525 Frenchman Street
New Orleans, LA 70116
Napoleon's Ratings - ***/*****
Our expectations for Japanese food here in New Orleans tend toward the sushi bar, or maybe those restaurants combining sushi bars and hibachi tables. But Yuki Izakaya is something quite different. There is no sushi bar here, but rather a drinking bar and a kitchen turning out small portions of Japanese bar food, soups and appetizers. It's tempting to call this tapas-style dining, but in fact the "izakaya" is its own well-established genre. An izakaya is essentially a type of tavern or bar and grill that is common in Japan. This tavern's owner and namesake is Yuki Yamaguchi, a New Orleans transplant from Shizuoka, Japan, and many of the recipes come directly from her family overseas.
Yuki Izakaya's primary identity wavers between eatery and Frenchmen Street nightspot, and as the hour grows later it feels and sounds increasingly like a club. There's often a DJ performing and sometimes musicians will set up in a tiny corner of the room. But earlier in the night most people come in looking for at least a snack, if not dinner. There are no windows and unless the huge front door happens to be open the place will be dimly lit. The restrooms are decorated with edgy collages of Japanese B-movies. Only adventurous parents would want to bring young kids here.

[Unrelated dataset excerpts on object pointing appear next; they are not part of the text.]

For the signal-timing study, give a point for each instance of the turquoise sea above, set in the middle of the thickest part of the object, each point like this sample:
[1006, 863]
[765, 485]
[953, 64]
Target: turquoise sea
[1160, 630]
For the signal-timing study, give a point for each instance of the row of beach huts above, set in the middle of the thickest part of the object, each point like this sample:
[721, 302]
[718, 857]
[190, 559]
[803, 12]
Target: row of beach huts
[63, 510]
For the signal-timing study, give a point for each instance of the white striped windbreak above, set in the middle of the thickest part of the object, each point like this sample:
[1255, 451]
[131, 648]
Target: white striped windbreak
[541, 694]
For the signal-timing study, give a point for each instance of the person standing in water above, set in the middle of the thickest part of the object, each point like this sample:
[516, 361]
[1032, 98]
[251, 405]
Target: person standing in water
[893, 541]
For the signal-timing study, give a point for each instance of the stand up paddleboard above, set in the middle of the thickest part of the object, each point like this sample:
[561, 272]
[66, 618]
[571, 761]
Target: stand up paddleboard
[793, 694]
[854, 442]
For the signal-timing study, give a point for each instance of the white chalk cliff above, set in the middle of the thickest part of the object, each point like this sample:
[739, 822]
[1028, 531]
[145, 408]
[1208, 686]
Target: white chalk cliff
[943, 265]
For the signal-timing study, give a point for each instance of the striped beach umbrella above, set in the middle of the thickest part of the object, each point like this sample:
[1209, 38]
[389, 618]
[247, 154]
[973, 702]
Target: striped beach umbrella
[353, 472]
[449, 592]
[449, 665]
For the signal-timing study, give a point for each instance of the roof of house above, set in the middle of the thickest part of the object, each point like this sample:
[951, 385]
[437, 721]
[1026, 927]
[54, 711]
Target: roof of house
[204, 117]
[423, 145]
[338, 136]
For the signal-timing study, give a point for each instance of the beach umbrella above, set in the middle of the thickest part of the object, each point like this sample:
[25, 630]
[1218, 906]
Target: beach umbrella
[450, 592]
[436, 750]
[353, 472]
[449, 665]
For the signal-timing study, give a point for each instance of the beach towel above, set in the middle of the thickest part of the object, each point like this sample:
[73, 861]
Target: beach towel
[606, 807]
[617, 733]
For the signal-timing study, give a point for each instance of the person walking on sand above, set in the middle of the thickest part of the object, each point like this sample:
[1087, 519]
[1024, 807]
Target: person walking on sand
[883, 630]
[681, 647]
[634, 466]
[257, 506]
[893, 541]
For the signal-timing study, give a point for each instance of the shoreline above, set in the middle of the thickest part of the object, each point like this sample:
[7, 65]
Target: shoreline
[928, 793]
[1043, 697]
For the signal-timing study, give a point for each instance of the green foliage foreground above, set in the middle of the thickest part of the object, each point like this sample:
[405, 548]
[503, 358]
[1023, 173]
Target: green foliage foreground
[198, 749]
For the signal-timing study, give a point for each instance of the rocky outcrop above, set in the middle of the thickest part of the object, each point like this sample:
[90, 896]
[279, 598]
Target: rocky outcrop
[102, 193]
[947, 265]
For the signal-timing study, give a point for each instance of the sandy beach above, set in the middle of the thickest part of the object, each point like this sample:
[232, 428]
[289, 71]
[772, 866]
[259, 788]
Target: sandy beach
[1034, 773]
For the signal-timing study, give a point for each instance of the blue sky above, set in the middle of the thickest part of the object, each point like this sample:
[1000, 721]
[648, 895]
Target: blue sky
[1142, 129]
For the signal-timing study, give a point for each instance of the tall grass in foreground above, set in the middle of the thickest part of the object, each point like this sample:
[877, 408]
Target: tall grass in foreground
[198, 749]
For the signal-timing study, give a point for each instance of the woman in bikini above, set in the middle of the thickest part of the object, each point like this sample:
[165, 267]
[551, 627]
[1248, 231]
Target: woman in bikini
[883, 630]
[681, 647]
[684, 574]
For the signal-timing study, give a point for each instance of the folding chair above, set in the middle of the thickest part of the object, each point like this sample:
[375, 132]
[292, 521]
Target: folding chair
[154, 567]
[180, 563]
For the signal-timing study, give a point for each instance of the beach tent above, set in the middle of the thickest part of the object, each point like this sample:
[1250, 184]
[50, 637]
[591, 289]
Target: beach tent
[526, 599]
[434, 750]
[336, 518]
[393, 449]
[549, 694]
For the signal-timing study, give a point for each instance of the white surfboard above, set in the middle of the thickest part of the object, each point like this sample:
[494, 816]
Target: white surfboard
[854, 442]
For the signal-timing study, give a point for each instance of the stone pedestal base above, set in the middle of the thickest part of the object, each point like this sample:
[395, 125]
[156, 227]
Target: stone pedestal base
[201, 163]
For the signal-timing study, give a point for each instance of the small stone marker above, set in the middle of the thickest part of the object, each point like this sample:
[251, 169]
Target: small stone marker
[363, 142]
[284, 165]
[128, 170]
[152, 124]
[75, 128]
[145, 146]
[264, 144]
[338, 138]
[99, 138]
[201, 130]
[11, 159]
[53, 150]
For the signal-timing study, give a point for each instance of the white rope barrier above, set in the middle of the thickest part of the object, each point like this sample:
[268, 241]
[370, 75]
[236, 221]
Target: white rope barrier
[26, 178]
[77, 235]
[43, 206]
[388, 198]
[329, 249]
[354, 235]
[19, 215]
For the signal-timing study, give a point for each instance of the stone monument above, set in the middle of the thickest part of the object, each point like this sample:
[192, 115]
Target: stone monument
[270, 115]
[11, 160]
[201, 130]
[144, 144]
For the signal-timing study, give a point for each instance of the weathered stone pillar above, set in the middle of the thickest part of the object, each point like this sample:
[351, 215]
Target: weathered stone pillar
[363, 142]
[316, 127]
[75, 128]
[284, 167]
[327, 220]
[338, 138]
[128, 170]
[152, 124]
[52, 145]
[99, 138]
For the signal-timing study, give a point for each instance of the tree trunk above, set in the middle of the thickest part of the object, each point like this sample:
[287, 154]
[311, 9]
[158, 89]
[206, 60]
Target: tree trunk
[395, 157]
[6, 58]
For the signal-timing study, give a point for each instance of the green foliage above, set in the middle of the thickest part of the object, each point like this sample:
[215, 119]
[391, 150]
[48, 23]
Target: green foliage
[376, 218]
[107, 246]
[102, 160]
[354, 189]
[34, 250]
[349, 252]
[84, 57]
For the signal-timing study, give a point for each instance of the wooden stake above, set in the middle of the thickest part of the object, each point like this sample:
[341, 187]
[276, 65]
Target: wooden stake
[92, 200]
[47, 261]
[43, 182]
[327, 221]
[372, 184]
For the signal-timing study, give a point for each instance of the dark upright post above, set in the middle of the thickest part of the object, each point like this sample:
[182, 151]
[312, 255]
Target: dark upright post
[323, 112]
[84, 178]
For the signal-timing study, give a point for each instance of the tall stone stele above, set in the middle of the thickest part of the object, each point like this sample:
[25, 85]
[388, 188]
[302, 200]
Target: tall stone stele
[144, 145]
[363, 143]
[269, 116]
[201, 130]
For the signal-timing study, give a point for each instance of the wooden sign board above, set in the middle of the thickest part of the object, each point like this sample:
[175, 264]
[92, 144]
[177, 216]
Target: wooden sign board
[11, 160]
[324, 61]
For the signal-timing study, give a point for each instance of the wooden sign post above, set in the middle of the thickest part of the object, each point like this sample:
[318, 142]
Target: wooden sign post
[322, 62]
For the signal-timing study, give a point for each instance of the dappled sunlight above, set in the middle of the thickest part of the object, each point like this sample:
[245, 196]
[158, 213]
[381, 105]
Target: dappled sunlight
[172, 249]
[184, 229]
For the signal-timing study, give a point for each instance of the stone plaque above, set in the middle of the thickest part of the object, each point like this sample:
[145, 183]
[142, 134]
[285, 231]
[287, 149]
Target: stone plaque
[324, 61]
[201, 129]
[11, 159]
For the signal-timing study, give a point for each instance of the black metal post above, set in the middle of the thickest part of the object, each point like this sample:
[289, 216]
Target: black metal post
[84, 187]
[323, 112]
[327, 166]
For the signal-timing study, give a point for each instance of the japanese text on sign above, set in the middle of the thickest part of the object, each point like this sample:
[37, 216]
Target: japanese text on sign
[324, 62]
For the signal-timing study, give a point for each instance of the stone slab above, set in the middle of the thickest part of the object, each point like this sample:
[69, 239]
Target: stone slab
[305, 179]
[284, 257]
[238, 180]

Staff at Yuki must switch between bartender and waitress constantly, and they certainly seem to manage the two hats well under the circumstances. For fastest service, of course, eat at the bar. For the most coherent, ordered service, come earlier in the evening before the bar crowd begins taking over. The kitchen stays open as late as demand keeps up, which can last into the early morning hours.
The standard appetizer and entrée format doesn't apply at Yuki, where the menu lists items by preparation style (fried or pickled or grilled or sautéed). The ideal way to experience izakaya eating is to order up an assortment of small dishes to share with friends in whatever order the dishes come out. Don't miss the karaage, which is fried chicken thighs marinated in ginger and soy. Tear off little pieces and dip them in the hot sauce or tangy, green vinaigrette served on the side. Small clams are soaked in a salty sake butter broth and there are plenty of Japanese noodle soups and hearty stews, including a spicy Korean-style kimchee with tuna and tofu. There's grilled eel or grilled beef tongue available. Eel turns up at many sushi bars, but here it is served as chunks on skewers with glistening skin caramelized into a sweet crust. The tongue is simply seasoned with salt, pepper and lemon and sautéed in butter until the thin slices resemble bacon. This is not the place to look for California rolls, but the handful of sashimi options Yuki serves are distinctive. For instance, the salmon carpaccio has gorgeous, thin slices of the bright orange fish topped with a relish that tastes a lot like olive salad. French fries look conventional, except these are dusted with an earthy shichimi seasoning mix of pepper and ground seeds and served with pungent wasabi mayo.
There are no sweets on this izakaya menu, so those looking for a finale to the meal usually turn to the drink options.
There's a full bar with plenty of draft beers, though Japanese libations are the big specialty. There's a long list of Japanese beers, but an even longer list of sake and the menu even includes printed tasting notes for each. Yuki is also the place to find shochu, a mild, light, distilled rice liquor, which is closer to vodka than sake. There's plum wine and cocktails that mix sake and liquor.
Yuki is a relative bargain. Most dishes cost less than $10, even the especially satisfying soups and stews. Expect to spend $30 per person here.
Yuki Izakaya is a very different sort of restaurant for New Orleans. But for those who are ready for a change from the familiar sushi bar fare, or even for those looking for an interesting late night snack along Frenchmen Street, this is a great place to try. The menu is essentially a roster of Japanese comfort food, and here it adds an adventurous option for casual dining and late-night grazing.